(...) Auteur de scénarios prestigieux (Drive ou Les ailes de la colombe, nominé à l’oscar du meilleur scénario), Hossein Amini décide de franchir le cap et de passer à la réalisation avec ce thriller aux références et aux ambitions hitchcockiennes. Parcourant les thèmes récurrents du grand « maître du suspense », tels que l’interdépendance entre les personnages, les faux semblants, les trahisons, Amini n’oublie pas d’où il vient et prend également ici la casquette de scénariste.
(...) Amini, inspiré par Nicolas Winding Refn, entreprend alors l’adaptation d’un polar Les deux visages de Janvier écrit par Patricia Highsmith.
(...) Concernant la distribution des rôles et la prestation des acteurs, Amini jouant sur l’interdépendance des personnages de son récit, met en valeur le trio Mortensen-Isaac-Dunst, fonctionnant à merveille et dont les jeux sont parfaits de retenue.

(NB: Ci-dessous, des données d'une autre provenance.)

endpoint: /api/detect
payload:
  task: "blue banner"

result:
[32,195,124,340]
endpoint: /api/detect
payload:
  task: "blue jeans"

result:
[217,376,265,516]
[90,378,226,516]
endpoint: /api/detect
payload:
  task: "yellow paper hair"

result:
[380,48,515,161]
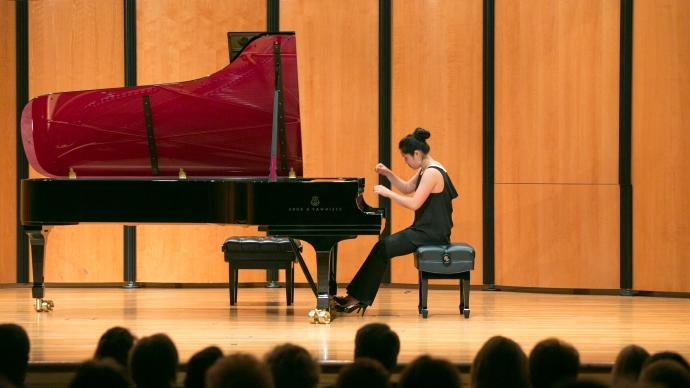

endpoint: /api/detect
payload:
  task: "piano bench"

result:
[414,243,474,318]
[222,237,302,306]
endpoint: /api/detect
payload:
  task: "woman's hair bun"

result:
[412,128,431,141]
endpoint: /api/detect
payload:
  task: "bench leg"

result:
[285,264,295,306]
[419,272,429,319]
[417,271,422,314]
[231,268,240,305]
[460,272,470,319]
[228,262,235,306]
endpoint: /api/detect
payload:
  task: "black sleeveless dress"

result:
[347,166,458,305]
[407,166,458,245]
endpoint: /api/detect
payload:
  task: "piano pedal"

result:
[308,309,331,324]
[34,298,55,313]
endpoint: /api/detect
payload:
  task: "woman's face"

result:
[400,150,422,170]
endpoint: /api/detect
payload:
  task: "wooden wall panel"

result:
[0,1,17,283]
[280,0,378,284]
[391,0,482,284]
[495,0,620,184]
[29,0,124,282]
[137,0,266,283]
[495,184,620,289]
[495,0,620,289]
[632,0,690,292]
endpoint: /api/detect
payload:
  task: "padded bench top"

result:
[223,237,302,252]
[414,243,474,274]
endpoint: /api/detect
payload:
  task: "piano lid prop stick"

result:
[142,95,158,175]
[270,90,280,182]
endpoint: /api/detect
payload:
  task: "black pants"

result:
[347,229,417,305]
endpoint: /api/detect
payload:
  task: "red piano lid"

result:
[21,34,302,177]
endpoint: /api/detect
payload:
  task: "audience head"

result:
[94,326,134,367]
[355,323,400,372]
[398,356,460,388]
[335,357,388,388]
[552,380,604,388]
[470,336,530,388]
[265,344,321,388]
[642,351,690,371]
[640,359,690,388]
[611,345,649,384]
[0,323,31,386]
[529,338,580,388]
[398,128,431,155]
[69,358,129,388]
[184,346,223,388]
[129,334,179,388]
[206,353,273,388]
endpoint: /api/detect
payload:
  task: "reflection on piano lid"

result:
[21,33,302,177]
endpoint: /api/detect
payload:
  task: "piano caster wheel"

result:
[34,298,55,313]
[308,309,331,324]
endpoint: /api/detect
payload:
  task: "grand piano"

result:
[20,33,383,323]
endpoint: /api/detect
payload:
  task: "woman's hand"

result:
[374,185,392,198]
[374,163,391,177]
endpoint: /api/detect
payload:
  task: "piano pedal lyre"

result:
[34,298,55,313]
[308,309,331,324]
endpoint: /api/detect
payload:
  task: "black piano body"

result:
[21,178,383,320]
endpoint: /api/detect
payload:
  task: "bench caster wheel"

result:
[308,309,331,324]
[34,298,55,313]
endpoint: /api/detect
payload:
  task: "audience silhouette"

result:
[470,336,530,388]
[184,346,223,388]
[265,343,321,388]
[93,326,135,368]
[69,357,130,388]
[206,353,273,388]
[529,338,580,388]
[129,334,179,388]
[355,323,400,372]
[611,345,649,385]
[5,323,690,388]
[398,355,460,388]
[335,357,389,388]
[0,323,31,387]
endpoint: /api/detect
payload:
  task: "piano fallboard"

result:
[21,178,382,234]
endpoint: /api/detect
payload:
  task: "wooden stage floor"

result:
[0,287,690,367]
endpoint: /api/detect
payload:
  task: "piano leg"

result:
[25,228,55,312]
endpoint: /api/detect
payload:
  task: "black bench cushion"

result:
[414,243,474,274]
[223,237,302,261]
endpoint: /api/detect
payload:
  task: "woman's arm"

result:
[374,163,418,194]
[374,168,443,210]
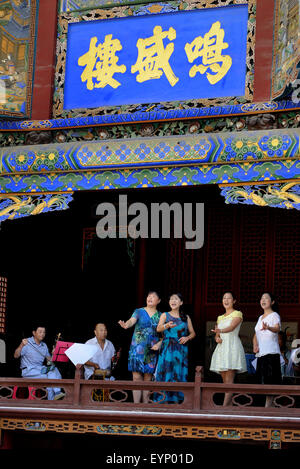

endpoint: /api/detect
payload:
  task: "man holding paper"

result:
[84,323,116,379]
[14,325,65,400]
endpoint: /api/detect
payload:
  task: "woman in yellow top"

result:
[210,292,247,406]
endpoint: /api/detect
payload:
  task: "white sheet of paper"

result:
[65,343,98,366]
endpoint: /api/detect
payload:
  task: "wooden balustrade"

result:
[0,367,300,417]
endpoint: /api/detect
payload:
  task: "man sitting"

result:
[84,323,116,379]
[14,325,65,400]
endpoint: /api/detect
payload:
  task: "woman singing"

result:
[253,293,281,407]
[154,293,196,403]
[119,291,161,403]
[210,292,247,406]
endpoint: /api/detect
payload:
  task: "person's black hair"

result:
[169,293,187,322]
[31,321,47,332]
[222,290,237,301]
[260,291,279,313]
[146,290,161,300]
[94,321,107,331]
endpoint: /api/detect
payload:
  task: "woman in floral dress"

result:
[119,291,161,403]
[154,293,196,403]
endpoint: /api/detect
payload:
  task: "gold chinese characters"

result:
[78,21,232,90]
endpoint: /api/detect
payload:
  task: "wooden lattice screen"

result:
[165,205,300,320]
[0,277,7,334]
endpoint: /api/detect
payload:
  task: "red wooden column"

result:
[253,0,275,102]
[31,0,58,120]
[136,238,147,305]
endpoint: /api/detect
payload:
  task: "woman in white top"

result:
[210,292,247,406]
[253,293,281,407]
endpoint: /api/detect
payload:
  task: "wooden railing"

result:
[0,367,300,417]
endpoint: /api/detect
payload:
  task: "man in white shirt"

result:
[84,323,116,379]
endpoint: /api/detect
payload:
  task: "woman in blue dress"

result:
[119,291,161,403]
[154,293,196,403]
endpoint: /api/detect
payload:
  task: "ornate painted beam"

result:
[0,194,73,224]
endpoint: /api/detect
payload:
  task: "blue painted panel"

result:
[64,5,248,109]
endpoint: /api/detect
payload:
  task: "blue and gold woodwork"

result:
[0,101,300,131]
[0,129,300,200]
[221,180,300,210]
[0,194,73,224]
[53,0,256,122]
[0,0,38,118]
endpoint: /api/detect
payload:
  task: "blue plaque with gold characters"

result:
[64,4,248,109]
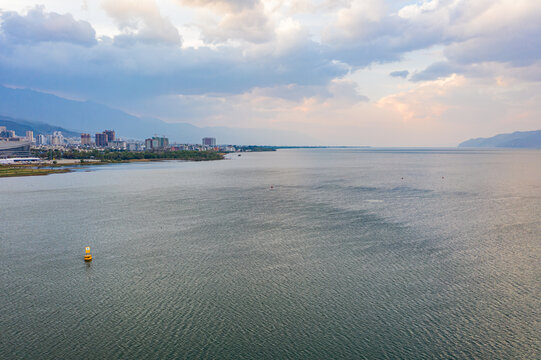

Nous ne pouvons que souligner la véritable performance de Mortensen qui passe du mari aimant au mari jaloux et prêt à tuer. Il passe d’un registre à l’autre de manière tout à fait remarquable et sait jouer avec nos nerfs. Nous ne savons plus s’il est un protagoniste ou un antagoniste, s’il est bon ou mauvais… Il est regrettable néanmoins que Kirsten Dunst apparaisse si peu à l’écran : elle est en quelque sorte le maillon faible de ce trio, malheureusement sous exploitée, et peine à rivaliser avec le duo d’hommes. Dommage, car elle aurait pu apporter à ce triangle amoureux bien particulier une profondeur toute autre.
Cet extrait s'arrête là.